If you think you can merely change your email address and be safe while still running Blue Frog, you are in for a big surprise. This is just the beginning…
An unusually active member of the Spamdot forum, a user who adopted the nickname “BoT,” laid out a devious plan for an attack on Blue Security that would turn the company’s own anti-spam service against its users. The strategy was simple and elegant. The spammers would register dozens of domain names, all of which would redirect visitors back to a single website that the spammers controlled. Then, the miscreants would spam Blue Security’s entire user base, and sit back and wait for the inevitable wave of Unsubscribe requests to come in. When the removal requests started flowing back to that single website, the spammers would simply change the site’s settings so that all incoming traffic got redirected to Blue Security’s homepage, effectively causing the company’s own anti-spam technology to attack itself.
“This way they either get screwed in the ass by their own weapon or get abuse complaints,” BoT explained in a Spamdot forum posting just prior to the attack. “Even better, would be to redirect the traffic to the websites of CNN, BBC, Reuters, and such, and those sites will start writing that the Internet is turned into a battle because of the ‘blue froglings.’”
On May 1, 2006, the spam community unleashed a series of increasingly amplified attacks on Blue Security’s Internet servers, immediately blocking legitimate users from visiting the company’s site.
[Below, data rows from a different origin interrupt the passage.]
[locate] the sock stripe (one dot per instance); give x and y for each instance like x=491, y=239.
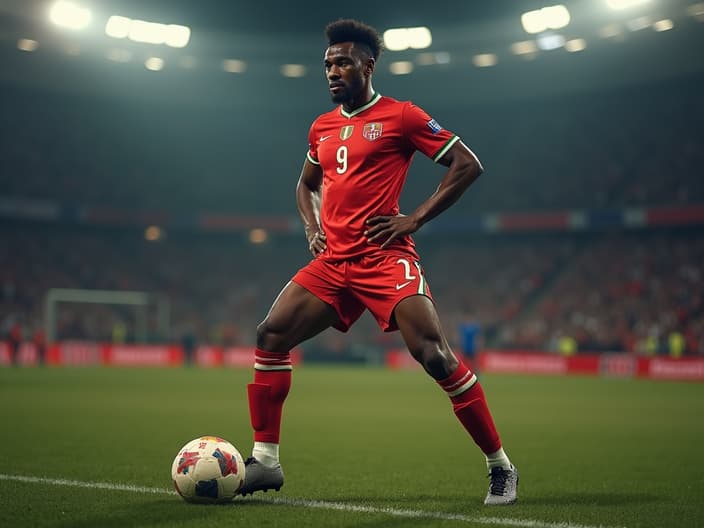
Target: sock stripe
x=465, y=385
x=260, y=366
x=270, y=362
x=451, y=384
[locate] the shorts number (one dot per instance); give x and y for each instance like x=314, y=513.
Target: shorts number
x=407, y=266
x=342, y=159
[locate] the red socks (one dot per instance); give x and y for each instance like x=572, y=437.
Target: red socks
x=469, y=404
x=272, y=381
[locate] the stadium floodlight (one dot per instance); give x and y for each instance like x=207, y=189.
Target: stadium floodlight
x=575, y=45
x=69, y=15
x=146, y=32
x=401, y=67
x=663, y=25
x=485, y=60
x=428, y=59
x=293, y=70
x=625, y=4
x=27, y=45
x=551, y=17
x=399, y=39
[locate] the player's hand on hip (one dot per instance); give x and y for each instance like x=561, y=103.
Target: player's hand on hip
x=317, y=241
x=383, y=230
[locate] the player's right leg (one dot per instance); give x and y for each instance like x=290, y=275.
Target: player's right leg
x=295, y=316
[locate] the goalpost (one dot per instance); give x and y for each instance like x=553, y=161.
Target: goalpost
x=141, y=301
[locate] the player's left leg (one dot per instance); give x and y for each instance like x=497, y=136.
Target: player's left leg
x=420, y=327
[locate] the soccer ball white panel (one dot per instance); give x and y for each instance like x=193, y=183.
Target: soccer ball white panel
x=208, y=469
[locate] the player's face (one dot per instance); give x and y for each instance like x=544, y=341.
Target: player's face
x=345, y=72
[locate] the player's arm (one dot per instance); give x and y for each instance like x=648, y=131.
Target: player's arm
x=308, y=193
x=463, y=169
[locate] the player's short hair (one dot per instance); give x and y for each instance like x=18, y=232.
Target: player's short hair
x=350, y=30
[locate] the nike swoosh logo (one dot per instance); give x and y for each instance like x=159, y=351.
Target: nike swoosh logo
x=399, y=286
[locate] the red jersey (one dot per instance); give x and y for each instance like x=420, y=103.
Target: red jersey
x=365, y=155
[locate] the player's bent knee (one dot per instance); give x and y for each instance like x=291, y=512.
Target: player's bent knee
x=437, y=362
x=269, y=339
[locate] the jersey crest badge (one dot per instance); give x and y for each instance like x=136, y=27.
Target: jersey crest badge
x=434, y=126
x=372, y=131
x=346, y=132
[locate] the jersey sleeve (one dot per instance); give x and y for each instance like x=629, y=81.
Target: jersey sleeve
x=312, y=154
x=425, y=133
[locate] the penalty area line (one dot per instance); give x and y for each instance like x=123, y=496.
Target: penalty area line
x=317, y=504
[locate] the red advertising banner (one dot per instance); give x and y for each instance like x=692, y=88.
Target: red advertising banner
x=26, y=354
x=687, y=369
x=142, y=355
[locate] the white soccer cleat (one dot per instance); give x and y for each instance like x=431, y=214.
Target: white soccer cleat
x=503, y=486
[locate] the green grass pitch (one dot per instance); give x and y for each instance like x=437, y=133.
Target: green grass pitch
x=361, y=447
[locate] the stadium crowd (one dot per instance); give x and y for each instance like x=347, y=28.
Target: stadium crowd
x=621, y=292
x=639, y=292
x=558, y=153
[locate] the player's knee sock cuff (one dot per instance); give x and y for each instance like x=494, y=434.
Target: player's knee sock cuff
x=459, y=382
x=258, y=395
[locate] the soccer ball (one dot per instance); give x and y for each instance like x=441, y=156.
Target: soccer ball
x=208, y=469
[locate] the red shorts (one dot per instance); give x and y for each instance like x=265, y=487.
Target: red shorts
x=376, y=282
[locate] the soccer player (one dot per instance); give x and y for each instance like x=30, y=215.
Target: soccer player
x=347, y=195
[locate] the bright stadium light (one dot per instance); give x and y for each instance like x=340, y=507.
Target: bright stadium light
x=428, y=59
x=485, y=60
x=293, y=70
x=146, y=32
x=401, y=67
x=69, y=15
x=154, y=64
x=625, y=4
x=551, y=17
x=576, y=45
x=399, y=39
x=27, y=45
x=663, y=25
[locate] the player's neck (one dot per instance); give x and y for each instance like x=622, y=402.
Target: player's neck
x=364, y=98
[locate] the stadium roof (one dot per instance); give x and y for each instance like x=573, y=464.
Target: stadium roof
x=477, y=46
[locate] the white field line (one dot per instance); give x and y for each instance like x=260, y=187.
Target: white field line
x=323, y=505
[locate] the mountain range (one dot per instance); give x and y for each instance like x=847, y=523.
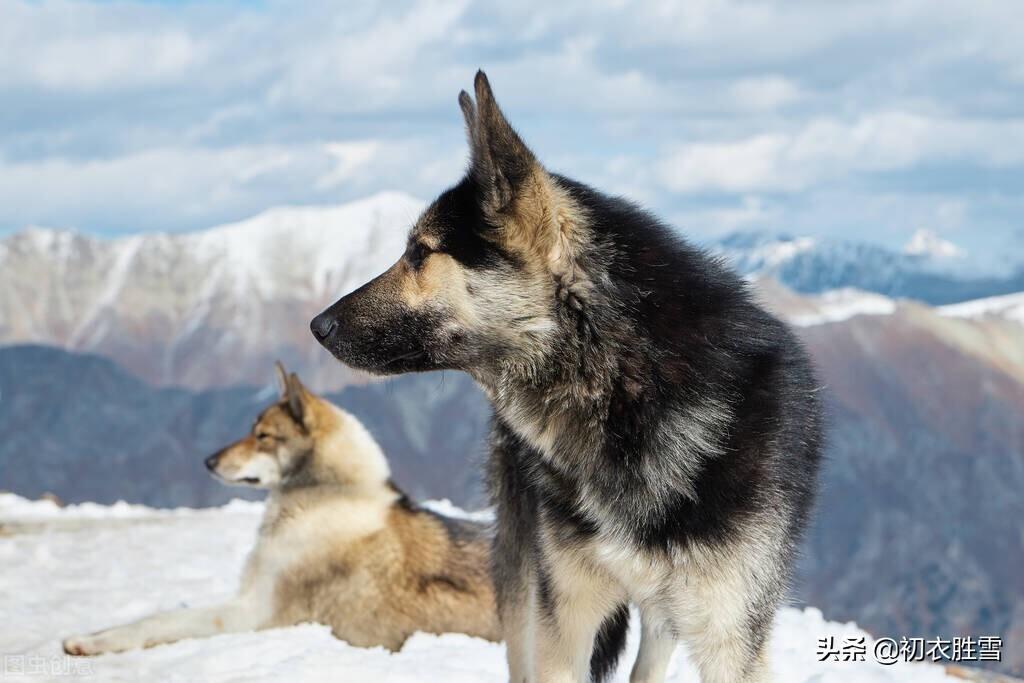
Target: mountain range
x=127, y=360
x=212, y=308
Blue Security hadn’t yet been made aware that it was being targeted, but company
officials knew customers were having difficulties reaching the firm’s website. At some point, the decision was made to redirect traffic destined for its unreachable homepage to a company blog, which included a message to Blue Frog users acknowledging the problem.
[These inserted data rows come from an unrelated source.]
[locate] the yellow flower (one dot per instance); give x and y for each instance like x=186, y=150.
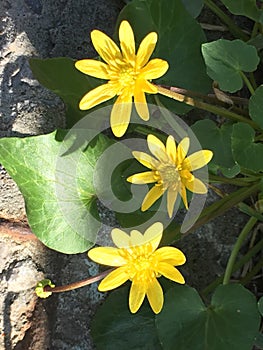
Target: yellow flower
x=138, y=259
x=171, y=170
x=128, y=75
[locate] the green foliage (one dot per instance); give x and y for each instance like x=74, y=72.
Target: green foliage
x=256, y=106
x=217, y=140
x=247, y=153
x=184, y=323
x=246, y=8
x=57, y=188
x=225, y=60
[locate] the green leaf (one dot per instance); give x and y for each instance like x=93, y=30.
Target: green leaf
x=179, y=40
x=246, y=8
x=256, y=106
x=225, y=60
x=217, y=140
x=57, y=186
x=231, y=322
x=260, y=306
x=193, y=7
x=246, y=152
x=115, y=327
x=60, y=76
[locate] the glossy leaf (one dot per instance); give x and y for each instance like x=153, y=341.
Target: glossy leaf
x=57, y=188
x=231, y=322
x=60, y=76
x=246, y=152
x=179, y=40
x=246, y=8
x=217, y=140
x=256, y=106
x=226, y=59
x=115, y=327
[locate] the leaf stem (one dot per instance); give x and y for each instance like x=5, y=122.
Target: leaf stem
x=247, y=82
x=78, y=284
x=205, y=106
x=233, y=28
x=244, y=233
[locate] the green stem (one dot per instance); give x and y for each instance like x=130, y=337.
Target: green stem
x=246, y=258
x=244, y=233
x=205, y=106
x=233, y=28
x=247, y=82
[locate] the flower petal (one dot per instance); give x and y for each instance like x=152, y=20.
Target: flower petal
x=127, y=42
x=170, y=272
x=157, y=148
x=171, y=199
x=154, y=69
x=120, y=115
x=171, y=255
x=120, y=238
x=136, y=297
x=153, y=235
x=182, y=150
x=114, y=279
x=145, y=159
x=105, y=46
x=96, y=96
x=171, y=148
x=195, y=186
x=151, y=197
x=106, y=256
x=140, y=101
x=94, y=68
x=146, y=49
x=142, y=178
x=155, y=296
x=197, y=160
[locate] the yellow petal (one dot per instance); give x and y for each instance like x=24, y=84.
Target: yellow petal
x=170, y=272
x=106, y=256
x=120, y=115
x=182, y=192
x=171, y=199
x=106, y=48
x=151, y=197
x=171, y=148
x=155, y=296
x=94, y=68
x=96, y=96
x=154, y=69
x=153, y=235
x=127, y=42
x=136, y=297
x=195, y=186
x=140, y=102
x=182, y=150
x=145, y=159
x=120, y=238
x=146, y=48
x=114, y=279
x=170, y=254
x=157, y=148
x=142, y=178
x=197, y=160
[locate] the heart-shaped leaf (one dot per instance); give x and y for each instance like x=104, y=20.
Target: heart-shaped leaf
x=226, y=59
x=57, y=188
x=217, y=140
x=256, y=106
x=246, y=152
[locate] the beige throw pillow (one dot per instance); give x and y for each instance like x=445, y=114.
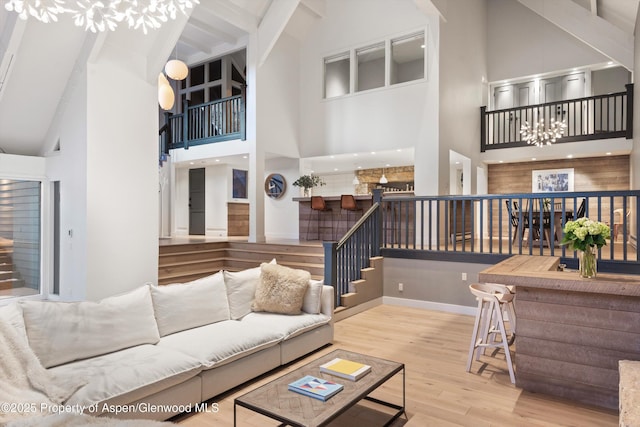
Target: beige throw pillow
x=281, y=289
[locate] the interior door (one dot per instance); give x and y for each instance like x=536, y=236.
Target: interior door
x=196, y=202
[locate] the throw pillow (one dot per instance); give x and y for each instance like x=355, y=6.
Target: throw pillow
x=281, y=289
x=312, y=302
x=61, y=332
x=183, y=306
x=241, y=288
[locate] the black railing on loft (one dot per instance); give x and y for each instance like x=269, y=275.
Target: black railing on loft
x=490, y=228
x=594, y=117
x=344, y=260
x=215, y=121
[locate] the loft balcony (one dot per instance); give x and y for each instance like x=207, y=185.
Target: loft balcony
x=215, y=121
x=595, y=117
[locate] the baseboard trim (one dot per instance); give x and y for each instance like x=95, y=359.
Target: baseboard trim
x=430, y=305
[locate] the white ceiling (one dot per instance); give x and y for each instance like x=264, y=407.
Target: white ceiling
x=37, y=60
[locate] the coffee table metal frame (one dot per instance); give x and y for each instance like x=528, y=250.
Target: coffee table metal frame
x=363, y=394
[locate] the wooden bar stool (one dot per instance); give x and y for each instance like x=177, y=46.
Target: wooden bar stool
x=318, y=205
x=348, y=203
x=493, y=300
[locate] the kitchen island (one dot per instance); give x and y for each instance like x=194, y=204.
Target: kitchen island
x=571, y=332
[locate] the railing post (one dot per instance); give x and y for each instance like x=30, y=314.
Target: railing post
x=243, y=113
x=185, y=123
x=377, y=239
x=331, y=268
x=629, y=111
x=483, y=128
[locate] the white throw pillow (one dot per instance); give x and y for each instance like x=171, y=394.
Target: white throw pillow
x=12, y=314
x=280, y=289
x=312, y=303
x=241, y=288
x=61, y=332
x=188, y=305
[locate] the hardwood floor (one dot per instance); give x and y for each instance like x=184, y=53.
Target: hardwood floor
x=433, y=345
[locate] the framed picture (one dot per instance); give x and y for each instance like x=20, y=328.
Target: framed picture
x=239, y=184
x=551, y=180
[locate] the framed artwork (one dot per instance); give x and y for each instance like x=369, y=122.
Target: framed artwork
x=239, y=184
x=275, y=185
x=551, y=180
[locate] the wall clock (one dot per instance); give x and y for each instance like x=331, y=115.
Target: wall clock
x=275, y=185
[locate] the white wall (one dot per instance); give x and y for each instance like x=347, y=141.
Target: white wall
x=122, y=178
x=69, y=166
x=522, y=43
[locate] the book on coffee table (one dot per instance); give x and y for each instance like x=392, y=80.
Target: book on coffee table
x=315, y=387
x=345, y=369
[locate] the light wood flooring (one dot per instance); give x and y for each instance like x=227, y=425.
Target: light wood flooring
x=433, y=345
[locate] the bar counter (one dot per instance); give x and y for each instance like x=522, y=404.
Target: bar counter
x=570, y=331
x=340, y=224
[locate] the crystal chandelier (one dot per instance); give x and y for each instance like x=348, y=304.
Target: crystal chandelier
x=103, y=15
x=539, y=135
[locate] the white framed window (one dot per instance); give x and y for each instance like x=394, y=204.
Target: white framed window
x=371, y=66
x=336, y=75
x=407, y=58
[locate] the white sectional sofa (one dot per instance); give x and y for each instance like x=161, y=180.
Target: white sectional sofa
x=154, y=351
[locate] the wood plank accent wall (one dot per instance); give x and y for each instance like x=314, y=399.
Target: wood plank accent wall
x=237, y=219
x=606, y=173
Blue Security’s blog was hosted at a blogging service run by Six Apart Ltd., a San Francisco-based company that runs millions of websites through its TypePad service. (Six Apart would later be bought by Russian blogging giant LiveJournal.ru.) The result of this redirection meant that Six Apart’s blog service then received the brunt of the attack, and that thousands of web logs hosted there also went down. The denial-of-service assault also shut down operations for roughly twelve hours at Tucows Inc., a Toronto-based Internet services company that helped manage Blue Security’s site. Tucows CEO Elliot Noss called the attack “by far the largest the company had ever seen,” and said that only a handful of companies have the infrastructure in place to withstand such an assault, much less a more powerful one.